Playboy readers won’t see saucy pictures of nude models as a surge in Internet pornography and a decline in circulation have prompted the magazine to drop its unique selling point. In an interview with the New York Times, Playboy CEO Scott Flanders said Monday that nudes in magazines have become “passé” when people are “one click away from every sex act imaginable for free.”

The magazine will, however, continue to feature women in racy poses and its content will be rated PG-13 (a rating that cautions that material may be inappropriate for children under 13).

Playboy’s circulation has dipped to 800,000 from 5.6 million in 1975, according to the Alliance for Audited Media. The discouraging sales prompted Hugh Hefner, Playboy’s founder and editor-in-chief, to de-list the company in 2011 at a $207 million valuation. An Australian counterpart of the magazine, which began in February 1979, published its final issue in January 2000. It was closed down after circulation slipped to just 25,000 copies from about 200,000 in its initial year.

Playboy and Penthouse The mast heads of long time competitors Playboy and Penthouse men's magazines are seen July 15, 2010. Photo: Getty Images/AFP/Paul J Richards

Among other changes at the magazine, its sex columnist will be a “sex-positive female” and the target audience will be young employed males. “The difference between us and Vice [magazine] is that we’re going after the guy with a job,” Flanders told the Times.

The Playboy website also has been revamped and made safe to read at work, which will potentially help garner younger readers and increase Web traffic.

Cory Jones, Playboy's chief content officer, reportedly said the magazine would be more accessible and more personal. “Twelve-year-old me is very disappointed in current me. But it’s the right thing to do,” he said.

Playboy, founded in 1953, adorned its first issue with Marilyn Monroe on its cover. But, Hefner did not put a date on that issue, in case it did not make it to a second. The 89-year-old wrote at time that the magazine catered to a “man between the ages of 18 and 80.”

“Most of today’s ‘magazines for men spend all their time out-of-doors, thrashing -- through thorny thickets or splashing about in fast flowing streams. We’ll be out there too, occasionally, but we don’t mind telling you in advance -- we plan on spending most of our time inside. We like our apartment.
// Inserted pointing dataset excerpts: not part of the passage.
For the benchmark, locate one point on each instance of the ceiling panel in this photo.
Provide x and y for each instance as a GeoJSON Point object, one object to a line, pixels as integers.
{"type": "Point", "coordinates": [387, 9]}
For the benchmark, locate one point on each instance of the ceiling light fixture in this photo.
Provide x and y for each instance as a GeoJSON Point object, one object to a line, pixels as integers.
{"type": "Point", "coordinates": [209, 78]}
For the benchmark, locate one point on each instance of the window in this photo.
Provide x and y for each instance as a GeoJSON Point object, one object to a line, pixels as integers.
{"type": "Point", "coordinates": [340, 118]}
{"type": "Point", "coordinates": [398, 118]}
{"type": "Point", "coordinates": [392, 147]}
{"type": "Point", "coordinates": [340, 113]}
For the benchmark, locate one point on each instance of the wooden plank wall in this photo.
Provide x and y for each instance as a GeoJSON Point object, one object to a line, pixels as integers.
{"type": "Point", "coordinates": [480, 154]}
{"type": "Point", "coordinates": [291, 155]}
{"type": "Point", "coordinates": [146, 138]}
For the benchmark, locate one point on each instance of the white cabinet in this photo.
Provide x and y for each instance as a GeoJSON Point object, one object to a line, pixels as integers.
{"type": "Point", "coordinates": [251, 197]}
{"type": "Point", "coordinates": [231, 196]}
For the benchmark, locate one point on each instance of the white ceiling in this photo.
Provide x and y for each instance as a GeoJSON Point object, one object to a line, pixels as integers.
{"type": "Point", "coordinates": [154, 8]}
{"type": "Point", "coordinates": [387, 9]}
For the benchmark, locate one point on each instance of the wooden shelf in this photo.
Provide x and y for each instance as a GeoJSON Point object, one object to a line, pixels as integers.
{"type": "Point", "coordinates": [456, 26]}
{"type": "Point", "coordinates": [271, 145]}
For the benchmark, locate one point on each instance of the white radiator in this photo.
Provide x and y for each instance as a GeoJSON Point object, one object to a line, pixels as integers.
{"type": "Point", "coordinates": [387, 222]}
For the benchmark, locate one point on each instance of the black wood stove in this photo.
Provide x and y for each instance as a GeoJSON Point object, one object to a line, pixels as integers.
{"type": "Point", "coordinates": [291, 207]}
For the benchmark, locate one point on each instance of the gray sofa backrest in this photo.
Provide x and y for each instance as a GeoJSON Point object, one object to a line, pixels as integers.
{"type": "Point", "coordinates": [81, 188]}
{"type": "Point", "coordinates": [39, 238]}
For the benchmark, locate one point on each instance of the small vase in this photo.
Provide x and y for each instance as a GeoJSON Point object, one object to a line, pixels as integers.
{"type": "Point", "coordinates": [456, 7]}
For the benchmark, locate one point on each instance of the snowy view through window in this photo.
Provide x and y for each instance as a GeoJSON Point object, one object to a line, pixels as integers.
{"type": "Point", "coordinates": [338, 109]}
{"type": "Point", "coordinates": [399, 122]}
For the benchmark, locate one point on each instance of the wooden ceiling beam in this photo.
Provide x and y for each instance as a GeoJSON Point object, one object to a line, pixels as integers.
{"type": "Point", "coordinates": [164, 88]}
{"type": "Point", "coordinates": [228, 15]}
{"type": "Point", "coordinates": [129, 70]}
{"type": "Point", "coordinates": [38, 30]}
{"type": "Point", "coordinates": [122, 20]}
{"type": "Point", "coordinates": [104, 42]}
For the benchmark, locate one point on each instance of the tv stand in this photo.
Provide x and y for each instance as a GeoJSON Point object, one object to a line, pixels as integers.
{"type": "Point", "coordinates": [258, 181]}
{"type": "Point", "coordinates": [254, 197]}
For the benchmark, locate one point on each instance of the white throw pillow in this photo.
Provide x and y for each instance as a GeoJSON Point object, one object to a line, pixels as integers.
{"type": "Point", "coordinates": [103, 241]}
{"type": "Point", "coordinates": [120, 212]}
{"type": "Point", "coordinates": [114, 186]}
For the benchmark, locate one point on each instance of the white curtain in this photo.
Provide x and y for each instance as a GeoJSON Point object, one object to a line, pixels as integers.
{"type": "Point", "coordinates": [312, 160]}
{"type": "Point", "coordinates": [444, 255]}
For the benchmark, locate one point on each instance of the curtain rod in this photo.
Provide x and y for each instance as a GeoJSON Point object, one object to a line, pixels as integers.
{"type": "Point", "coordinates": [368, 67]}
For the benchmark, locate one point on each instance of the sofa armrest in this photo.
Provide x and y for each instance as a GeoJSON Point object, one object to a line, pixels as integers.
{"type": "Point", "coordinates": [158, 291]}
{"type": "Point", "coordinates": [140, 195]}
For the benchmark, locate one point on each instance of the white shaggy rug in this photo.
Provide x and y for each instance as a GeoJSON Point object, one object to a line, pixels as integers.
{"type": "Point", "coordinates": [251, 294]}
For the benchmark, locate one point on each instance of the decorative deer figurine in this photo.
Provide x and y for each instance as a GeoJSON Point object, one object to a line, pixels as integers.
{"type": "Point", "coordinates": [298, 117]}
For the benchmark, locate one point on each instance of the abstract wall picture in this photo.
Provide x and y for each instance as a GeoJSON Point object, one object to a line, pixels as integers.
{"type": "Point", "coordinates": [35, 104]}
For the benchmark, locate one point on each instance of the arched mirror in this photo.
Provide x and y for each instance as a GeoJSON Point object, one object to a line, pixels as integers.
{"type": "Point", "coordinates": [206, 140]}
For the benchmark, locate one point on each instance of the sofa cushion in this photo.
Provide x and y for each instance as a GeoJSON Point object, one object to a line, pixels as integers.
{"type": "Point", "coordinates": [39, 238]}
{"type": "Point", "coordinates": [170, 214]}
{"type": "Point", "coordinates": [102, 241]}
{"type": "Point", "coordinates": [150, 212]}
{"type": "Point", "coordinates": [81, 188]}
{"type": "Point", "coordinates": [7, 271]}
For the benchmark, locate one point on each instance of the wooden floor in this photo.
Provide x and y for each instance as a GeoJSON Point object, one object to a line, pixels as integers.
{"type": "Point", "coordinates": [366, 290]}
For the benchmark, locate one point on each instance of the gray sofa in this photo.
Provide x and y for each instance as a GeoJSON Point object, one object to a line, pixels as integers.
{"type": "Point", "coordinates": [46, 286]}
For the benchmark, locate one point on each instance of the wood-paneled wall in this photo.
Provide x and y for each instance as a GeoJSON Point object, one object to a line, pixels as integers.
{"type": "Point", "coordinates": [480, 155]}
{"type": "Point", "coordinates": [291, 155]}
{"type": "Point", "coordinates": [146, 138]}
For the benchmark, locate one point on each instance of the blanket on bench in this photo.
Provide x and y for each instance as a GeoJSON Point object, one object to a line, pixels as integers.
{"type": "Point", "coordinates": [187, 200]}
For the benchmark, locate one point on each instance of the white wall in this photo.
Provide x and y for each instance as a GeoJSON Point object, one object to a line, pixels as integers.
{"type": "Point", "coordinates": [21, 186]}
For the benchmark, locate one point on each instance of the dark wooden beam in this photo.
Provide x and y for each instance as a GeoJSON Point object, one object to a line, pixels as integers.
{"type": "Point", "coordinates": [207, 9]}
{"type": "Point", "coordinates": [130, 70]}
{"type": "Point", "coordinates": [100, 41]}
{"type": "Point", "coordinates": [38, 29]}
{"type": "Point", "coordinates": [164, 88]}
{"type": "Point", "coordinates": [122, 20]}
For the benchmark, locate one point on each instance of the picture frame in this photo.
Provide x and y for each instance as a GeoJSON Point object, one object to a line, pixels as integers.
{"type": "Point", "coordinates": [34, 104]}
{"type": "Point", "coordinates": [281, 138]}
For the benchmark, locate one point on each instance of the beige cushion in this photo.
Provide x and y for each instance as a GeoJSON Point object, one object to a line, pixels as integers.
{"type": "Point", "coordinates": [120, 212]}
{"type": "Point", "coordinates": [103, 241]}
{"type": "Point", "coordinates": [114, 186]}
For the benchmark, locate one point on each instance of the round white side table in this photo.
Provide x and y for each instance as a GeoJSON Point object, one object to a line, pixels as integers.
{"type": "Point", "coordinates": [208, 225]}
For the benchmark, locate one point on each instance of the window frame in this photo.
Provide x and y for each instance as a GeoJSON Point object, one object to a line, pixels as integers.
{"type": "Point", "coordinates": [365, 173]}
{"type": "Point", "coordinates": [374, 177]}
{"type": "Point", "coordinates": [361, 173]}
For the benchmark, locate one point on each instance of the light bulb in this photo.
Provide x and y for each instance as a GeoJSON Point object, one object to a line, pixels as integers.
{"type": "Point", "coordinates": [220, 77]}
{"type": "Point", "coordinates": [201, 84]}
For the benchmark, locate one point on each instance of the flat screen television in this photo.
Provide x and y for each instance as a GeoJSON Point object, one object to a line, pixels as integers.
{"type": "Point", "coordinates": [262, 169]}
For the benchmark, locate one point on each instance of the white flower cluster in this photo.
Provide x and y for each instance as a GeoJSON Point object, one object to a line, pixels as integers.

We enjoy mixing up cocktails and an hors d’ouevre or two, putting a little mood music on the phonograph, and and inviting a female acquaintance for a discussion of Picasso, Nietzsche, jazz, sex,” Hefner wrote in Playboy’s first issue.

In its 62 years of publication, celebrities like Madonna, Sharon Stone, Naomi Campbell, Carmen Electra and Jenny McCarthy have posed for Playboy. The magazine also showcased work from writers, including fiction from Gabriel Garcia Marquez, English author and journalist Ian Fleming, and American short story writer Raymond Carver.

After its success, the magazine has been often mired in controversies amid objections to nudity from certain political groups and criticism from feminists for portraying women as sex objects.